Barulah saat itu Tang Sochu menyadari bahwa Pyo-wol telah tiba di bengkelnya.
“Apakah kamu sudah selesai dengan pekerjaanmu?”
“Ya! Kenapa kamu tidak meneleponku saat tiba?”
“Aku tidak ingin mengganggumu.”
“Ada apa? Ekspresimu berbeda dari biasanya.”
“Aku akan keluar sebentar.”
“Di luar?”
“Di luar Sichuan.”
“Mengapa?”
“Jin Geum-woo telah meninggal.”
“……….”
“Selama aku pergi, aku juga akan mengurus hal-hal yang berkaitan denganmu.”
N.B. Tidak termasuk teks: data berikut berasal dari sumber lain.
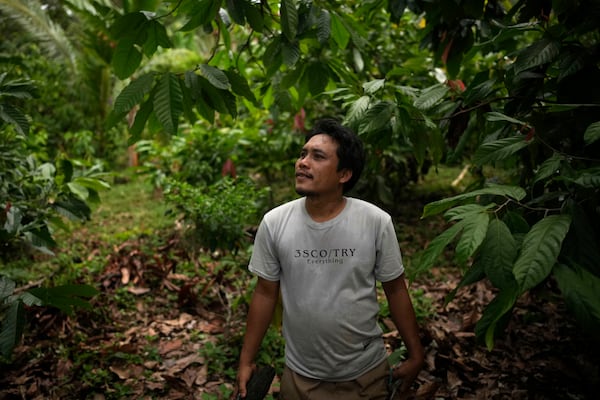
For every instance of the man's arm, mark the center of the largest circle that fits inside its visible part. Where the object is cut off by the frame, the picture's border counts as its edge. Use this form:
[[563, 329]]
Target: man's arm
[[262, 306], [403, 315]]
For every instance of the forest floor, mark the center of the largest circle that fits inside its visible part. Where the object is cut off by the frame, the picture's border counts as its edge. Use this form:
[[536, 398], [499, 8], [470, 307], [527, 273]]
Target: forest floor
[[156, 333]]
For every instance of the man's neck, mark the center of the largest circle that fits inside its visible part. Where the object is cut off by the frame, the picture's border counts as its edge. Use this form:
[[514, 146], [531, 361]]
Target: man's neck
[[323, 209]]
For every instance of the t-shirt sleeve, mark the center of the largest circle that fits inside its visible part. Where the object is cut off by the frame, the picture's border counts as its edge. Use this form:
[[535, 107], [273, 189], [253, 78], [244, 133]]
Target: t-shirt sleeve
[[388, 265], [264, 261]]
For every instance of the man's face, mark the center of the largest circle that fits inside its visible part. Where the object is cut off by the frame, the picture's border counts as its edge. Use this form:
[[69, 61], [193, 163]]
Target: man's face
[[316, 168]]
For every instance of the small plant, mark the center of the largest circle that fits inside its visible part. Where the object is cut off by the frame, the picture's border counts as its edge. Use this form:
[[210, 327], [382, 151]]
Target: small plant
[[217, 216]]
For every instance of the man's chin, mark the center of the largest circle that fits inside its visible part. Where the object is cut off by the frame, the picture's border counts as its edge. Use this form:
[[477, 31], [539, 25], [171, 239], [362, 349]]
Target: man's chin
[[303, 192]]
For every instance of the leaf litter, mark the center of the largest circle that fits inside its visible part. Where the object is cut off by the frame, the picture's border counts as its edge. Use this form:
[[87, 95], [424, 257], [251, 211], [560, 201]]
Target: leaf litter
[[153, 349]]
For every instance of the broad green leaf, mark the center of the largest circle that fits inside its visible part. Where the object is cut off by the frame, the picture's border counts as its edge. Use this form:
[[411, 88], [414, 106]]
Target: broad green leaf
[[431, 96], [340, 34], [498, 150], [92, 183], [128, 25], [589, 178], [126, 58], [11, 329], [539, 53], [67, 297], [580, 290], [7, 288], [437, 246], [240, 86], [487, 328], [436, 207], [78, 190], [289, 19], [377, 117], [373, 86], [496, 116], [592, 133], [290, 53], [473, 274], [141, 117], [157, 36], [215, 76], [168, 102], [133, 93], [14, 116], [466, 211], [549, 167], [540, 250], [204, 12], [254, 16], [474, 231], [479, 92], [323, 27], [497, 255], [358, 108]]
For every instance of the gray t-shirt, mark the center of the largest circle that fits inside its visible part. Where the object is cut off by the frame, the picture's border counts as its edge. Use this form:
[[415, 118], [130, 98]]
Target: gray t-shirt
[[328, 274]]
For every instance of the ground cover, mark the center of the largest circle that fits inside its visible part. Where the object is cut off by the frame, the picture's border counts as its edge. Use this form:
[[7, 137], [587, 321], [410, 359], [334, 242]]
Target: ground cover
[[168, 322]]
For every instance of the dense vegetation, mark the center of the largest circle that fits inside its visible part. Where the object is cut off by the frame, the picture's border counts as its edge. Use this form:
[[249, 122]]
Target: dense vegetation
[[208, 99]]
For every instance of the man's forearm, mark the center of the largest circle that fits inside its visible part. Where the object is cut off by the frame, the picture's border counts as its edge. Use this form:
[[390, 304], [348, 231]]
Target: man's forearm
[[262, 306]]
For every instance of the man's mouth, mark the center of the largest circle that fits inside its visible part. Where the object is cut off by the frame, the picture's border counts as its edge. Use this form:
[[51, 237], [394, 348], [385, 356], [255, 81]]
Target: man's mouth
[[303, 175]]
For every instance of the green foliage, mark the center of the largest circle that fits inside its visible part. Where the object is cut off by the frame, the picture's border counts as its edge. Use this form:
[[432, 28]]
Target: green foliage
[[218, 215], [13, 312]]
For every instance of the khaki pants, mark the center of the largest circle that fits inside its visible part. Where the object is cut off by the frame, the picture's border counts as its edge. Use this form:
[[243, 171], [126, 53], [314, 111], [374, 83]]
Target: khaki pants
[[372, 386]]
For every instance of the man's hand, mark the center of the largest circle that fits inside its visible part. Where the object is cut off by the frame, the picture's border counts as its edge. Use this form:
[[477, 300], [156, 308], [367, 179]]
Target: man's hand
[[407, 372], [244, 374]]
“Aku? Serikat Seratus Hantu?”
“Aku tidak bisa tinggal di negara bagian ini selamanya.”
“Hoo! Aku terus menambah beban berat pada saudaraku.”
“Tidak ada yang namanya beban.”
“Tunggu sebentar.”
Pyo-wol masuk ke dalam.
Setelah beberapa saat, dia kembali dan memegang sebuah pistol panjang berwarna hitam di tangannya.
“Ambil ini.”
“Apa ini?”
“Ini adalah Jubah Naga Hitam.” 1
“Jubah Naga Hitam?”
“Sekilas tampak seperti jubah biasa, tetapi bagian dalamnya dilapisi benang tenun khusus. Jubah ini cukup kuat untuk menangkis serangan pedang biasa. Cobalah.”
Pyo-wol mengenakan Jubah Naga Hitam.
Rasanya agak kaku, tetapi dia tidak merasa tidak nyaman saat bergerak karena elastisitasnya.
“Aku mewarnai kain luarnya dengan lima pewarna khusus. Cobalah menyalurkan qi-mu.”
Seperti yang dikatakan Tang Sochu, warna Jubah Naga Hitam berubah ketika qi digunakan. Kali ini warnanya hitam pekat.
“Warnanya berubah tergantung pada jumlah qi yang disalurkan. Jadi Anda bisa menyesuaikannya sesuai keinginan Anda.”
“Memukau.”
“Inilah alasan mengapa seorang kerabat jauh keluarga Tang begitu rakus akan visi klan. Ini diciptakan oleh keluarga Tang sejak lama, tetapi dinilai tidak berguna, sehingga menjadi teknologi mati. Tapi ini sangat cocok untukmu, saudaraku, yang seorang pembunuh bayaran.”
“Terima kasih.”
“Aku juga sudah memasukkan api fosfor putih 2 dan senjata kecil tersembunyi lainnya ke dalam Jubah Naga Hitam. Gunakan jika kau membutuhkannya. Ini satu-satunya yang bisa kulakukan untukmu. Maafkan aku!”
“Ini sudah cukup.”
Pyo-wol menepuk bahu Tang Sochu.
Jin Geum-woo adalah pria sejati pertama yang dilihat Pyo-wol.
Seorang pria sejati yang hanya bertindak berdasarkan keyakinannya, tanpa konflik kepentingan apa pun.
Dia memiliki cahaya di dalam dirinya.
Cahaya seperti matahari yang tak akan pernah dimiliki Pyo-wol.
Pyo-wol menganggap cahaya itu menyilaukan.
Jadi, dia merasa itu tidak cocok untuknya.
Karena alasan itulah dia menjauhkan diri dari Jin Geum-woo, yang menelepon dan memperlakukannya seperti teman tanpa ragu-ragu.
Hal ini karena semakin dekat dia dengan Jin Geum-woo, semakin berkurang rasa gelap yang dirasakannya.
Namun, dia tetap berpikir bahwa suatu hari nanti dia akan bisa berbagi isi hatinya dengan Jin Geum-woo.
Ketika kegelapan yang ada di dalam dirinya mereda dan hatinya yang tertutup terbuka sedikit saja.
Tapi itu tidak akan pernah terjadi sekarang.
Mereka sudah membawa Jin Geum-woo pergi.
Satu-satunya pria yang menyebut dirinya teman.
Pyo-wol belum menyebutnya sebagai teman.
Dan dia tidak akan pernah memiliki kesempatan untuk melakukannya.